So why is she hatching a plan to change the way her staff is compensated to look more like a for-profit business that pays based on team performance? “The non-profit world hasn’t been as good (as the corporate world) at measuring ourselves against outcomes,” said Yost, 51. “When an entire team is responsible for delivery of a product, there has to be a way of rewarding that.”

So this fall, Yost is working on a plan that will tie part of her 45-member staff’s individual salary increases to the team performance. She believes the nod to business performance will help in the agency’s quest to become accredited, her next goal. Yost said her staff was already motivated to its team mission of helping kids. For many other managers who work in groups or teams, balancing issues like pay raises in a group setting can be painful.

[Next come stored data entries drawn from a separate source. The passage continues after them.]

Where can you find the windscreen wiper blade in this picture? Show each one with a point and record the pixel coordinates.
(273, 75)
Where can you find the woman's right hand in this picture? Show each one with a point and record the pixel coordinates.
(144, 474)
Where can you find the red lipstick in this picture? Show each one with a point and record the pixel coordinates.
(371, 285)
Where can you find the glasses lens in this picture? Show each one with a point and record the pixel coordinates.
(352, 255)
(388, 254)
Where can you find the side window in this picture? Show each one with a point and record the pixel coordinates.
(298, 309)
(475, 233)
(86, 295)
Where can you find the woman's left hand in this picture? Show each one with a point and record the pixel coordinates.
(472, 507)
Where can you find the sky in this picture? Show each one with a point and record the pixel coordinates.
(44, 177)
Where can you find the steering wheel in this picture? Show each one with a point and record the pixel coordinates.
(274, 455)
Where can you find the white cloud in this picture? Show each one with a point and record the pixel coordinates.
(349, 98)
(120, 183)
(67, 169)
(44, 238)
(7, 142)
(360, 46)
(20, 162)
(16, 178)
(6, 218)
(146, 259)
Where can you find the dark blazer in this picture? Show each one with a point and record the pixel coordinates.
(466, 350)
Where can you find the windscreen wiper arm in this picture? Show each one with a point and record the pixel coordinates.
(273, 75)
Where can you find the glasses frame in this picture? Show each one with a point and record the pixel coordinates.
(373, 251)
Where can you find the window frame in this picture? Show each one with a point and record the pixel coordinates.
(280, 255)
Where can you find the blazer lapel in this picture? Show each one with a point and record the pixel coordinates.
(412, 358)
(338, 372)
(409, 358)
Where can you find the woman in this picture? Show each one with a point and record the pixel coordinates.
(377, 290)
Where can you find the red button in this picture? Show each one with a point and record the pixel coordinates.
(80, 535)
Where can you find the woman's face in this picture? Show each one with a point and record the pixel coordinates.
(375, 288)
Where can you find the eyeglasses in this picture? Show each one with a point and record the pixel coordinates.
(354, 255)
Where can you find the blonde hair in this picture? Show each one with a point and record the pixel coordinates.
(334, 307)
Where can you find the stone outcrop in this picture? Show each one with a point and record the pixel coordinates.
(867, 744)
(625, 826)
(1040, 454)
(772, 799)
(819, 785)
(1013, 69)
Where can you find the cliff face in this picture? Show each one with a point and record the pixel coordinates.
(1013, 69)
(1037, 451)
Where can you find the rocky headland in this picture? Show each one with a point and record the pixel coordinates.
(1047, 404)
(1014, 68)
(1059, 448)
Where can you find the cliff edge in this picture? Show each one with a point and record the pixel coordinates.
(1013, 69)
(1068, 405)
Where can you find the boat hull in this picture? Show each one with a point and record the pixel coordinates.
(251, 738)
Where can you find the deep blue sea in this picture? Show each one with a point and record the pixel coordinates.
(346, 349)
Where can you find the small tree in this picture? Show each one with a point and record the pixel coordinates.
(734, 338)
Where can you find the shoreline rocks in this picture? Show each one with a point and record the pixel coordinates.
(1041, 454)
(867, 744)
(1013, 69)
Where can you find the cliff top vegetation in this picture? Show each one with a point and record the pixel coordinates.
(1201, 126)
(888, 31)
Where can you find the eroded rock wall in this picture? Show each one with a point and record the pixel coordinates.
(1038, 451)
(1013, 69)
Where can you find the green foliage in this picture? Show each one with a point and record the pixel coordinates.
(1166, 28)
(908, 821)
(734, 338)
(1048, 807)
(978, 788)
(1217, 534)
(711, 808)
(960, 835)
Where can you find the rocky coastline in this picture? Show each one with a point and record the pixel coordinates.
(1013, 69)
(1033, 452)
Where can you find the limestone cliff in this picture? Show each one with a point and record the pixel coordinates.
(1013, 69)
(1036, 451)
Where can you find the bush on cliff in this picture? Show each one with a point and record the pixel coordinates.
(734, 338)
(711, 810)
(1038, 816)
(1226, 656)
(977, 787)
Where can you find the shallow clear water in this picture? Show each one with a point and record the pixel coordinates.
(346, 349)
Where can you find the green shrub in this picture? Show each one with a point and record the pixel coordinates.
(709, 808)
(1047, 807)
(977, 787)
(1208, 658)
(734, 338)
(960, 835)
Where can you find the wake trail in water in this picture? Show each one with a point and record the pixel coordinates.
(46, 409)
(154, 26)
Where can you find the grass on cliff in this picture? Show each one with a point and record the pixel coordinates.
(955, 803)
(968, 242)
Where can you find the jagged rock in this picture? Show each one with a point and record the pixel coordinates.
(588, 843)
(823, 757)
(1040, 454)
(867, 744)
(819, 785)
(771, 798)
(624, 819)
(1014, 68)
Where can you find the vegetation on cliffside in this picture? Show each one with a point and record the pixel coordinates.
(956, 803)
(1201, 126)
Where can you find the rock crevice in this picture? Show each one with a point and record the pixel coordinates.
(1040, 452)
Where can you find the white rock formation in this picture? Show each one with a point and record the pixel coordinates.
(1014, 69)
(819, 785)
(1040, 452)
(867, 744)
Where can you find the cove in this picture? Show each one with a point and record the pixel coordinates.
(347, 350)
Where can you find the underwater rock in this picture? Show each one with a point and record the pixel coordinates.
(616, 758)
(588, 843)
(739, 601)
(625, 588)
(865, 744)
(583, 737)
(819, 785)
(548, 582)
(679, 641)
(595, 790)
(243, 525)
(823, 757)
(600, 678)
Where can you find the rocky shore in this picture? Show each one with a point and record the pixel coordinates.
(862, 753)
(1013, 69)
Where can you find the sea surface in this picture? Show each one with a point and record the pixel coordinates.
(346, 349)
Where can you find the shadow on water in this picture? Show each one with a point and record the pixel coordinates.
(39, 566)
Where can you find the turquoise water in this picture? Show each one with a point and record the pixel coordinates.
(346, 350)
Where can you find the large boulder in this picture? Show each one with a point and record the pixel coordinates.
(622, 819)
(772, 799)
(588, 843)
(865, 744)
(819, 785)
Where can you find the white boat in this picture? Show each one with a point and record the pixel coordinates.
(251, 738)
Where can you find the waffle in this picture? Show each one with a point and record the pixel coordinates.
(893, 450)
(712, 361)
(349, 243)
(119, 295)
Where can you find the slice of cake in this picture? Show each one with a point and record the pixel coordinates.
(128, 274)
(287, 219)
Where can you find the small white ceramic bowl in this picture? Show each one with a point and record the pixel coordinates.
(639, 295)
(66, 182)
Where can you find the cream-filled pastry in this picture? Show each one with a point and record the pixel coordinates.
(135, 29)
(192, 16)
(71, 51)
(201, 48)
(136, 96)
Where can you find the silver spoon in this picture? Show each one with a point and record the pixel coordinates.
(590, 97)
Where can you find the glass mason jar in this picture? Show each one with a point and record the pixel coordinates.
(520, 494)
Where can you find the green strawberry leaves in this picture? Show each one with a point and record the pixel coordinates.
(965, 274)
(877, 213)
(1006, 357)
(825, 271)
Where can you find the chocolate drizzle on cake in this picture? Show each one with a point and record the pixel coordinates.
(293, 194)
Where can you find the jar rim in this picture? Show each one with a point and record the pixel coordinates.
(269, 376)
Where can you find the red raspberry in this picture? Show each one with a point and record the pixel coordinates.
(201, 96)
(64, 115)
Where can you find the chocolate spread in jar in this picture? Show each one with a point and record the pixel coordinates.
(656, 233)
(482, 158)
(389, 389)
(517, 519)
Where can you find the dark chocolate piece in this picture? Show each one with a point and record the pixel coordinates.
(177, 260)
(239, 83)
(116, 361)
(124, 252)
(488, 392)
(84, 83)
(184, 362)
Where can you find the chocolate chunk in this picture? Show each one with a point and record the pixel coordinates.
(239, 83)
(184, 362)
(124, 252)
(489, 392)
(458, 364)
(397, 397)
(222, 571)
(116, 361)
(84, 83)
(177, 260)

Despite the popularity of teams in the workplace, some evidence suggests that when it comes down to basing pay on such concepts, many companies and workers balk. In an opinion database kept by consultant Hewitt Associates in Lincolnshire, just 12 percent of workers said their pay should be based on how well they achieve team goals; and only 6 percent said pay actually is based on that factor.

And for companies that do determine workers’ pay based on the performance of their work teams, it doesn’t always play well for either side, said Sam Johnson, a principal with William M. Mercer consultants. “When a team only is being measured, what often happens over time is the best performers become disenfranchised because the awards are being smooth-curved. In many cases, team members are simply given equivalent raises,” he said. That can obviously work against managers trying to keep their best people.

And that’s where the question of ethics and fairness comes into play, and how you deal with it will affect how your team performs. “The factor that can erode performance more than anything else is the perception an organization is unjust,” said David Messick, a social psychologist who teaches business ethics and organization behavior at Northwestern University’s Kellogg Graduate School of Management. In a Kellogg continuing education seminar last spring devoted to work team issues for managers, Messick drove home a few key points for managers like Yost (who took the class) to keep in mind when handing out perks and raises in a group setting:

Most important, he said, is really thinking through several versions of what the fairest solution will be perceived to be. “Even if you think you have an obviously fair solution, think through three or four other options instead of going with your gut. You have to train yourself to think more carefully,” he said. “It’s almost never the case that there’s only one solution.”

Second, Messick said, remember that hybrid solutions are many times the best alternative. If you manage a team and have a set amount of bonus or raise money to hand out, base part of each person’s take on team performance, but also include a penalty or a credit for individual stars or duds.

Finally, Messick said, remember that any solution needs social acceptance. If you spend countless hours devising a pay-raise method but spend no time getting underlings to understand and accept it, the system is doomed for failure, he said. Instead, seek ways to combine people’s likely differences about how pay should be distributed and come up with compromises.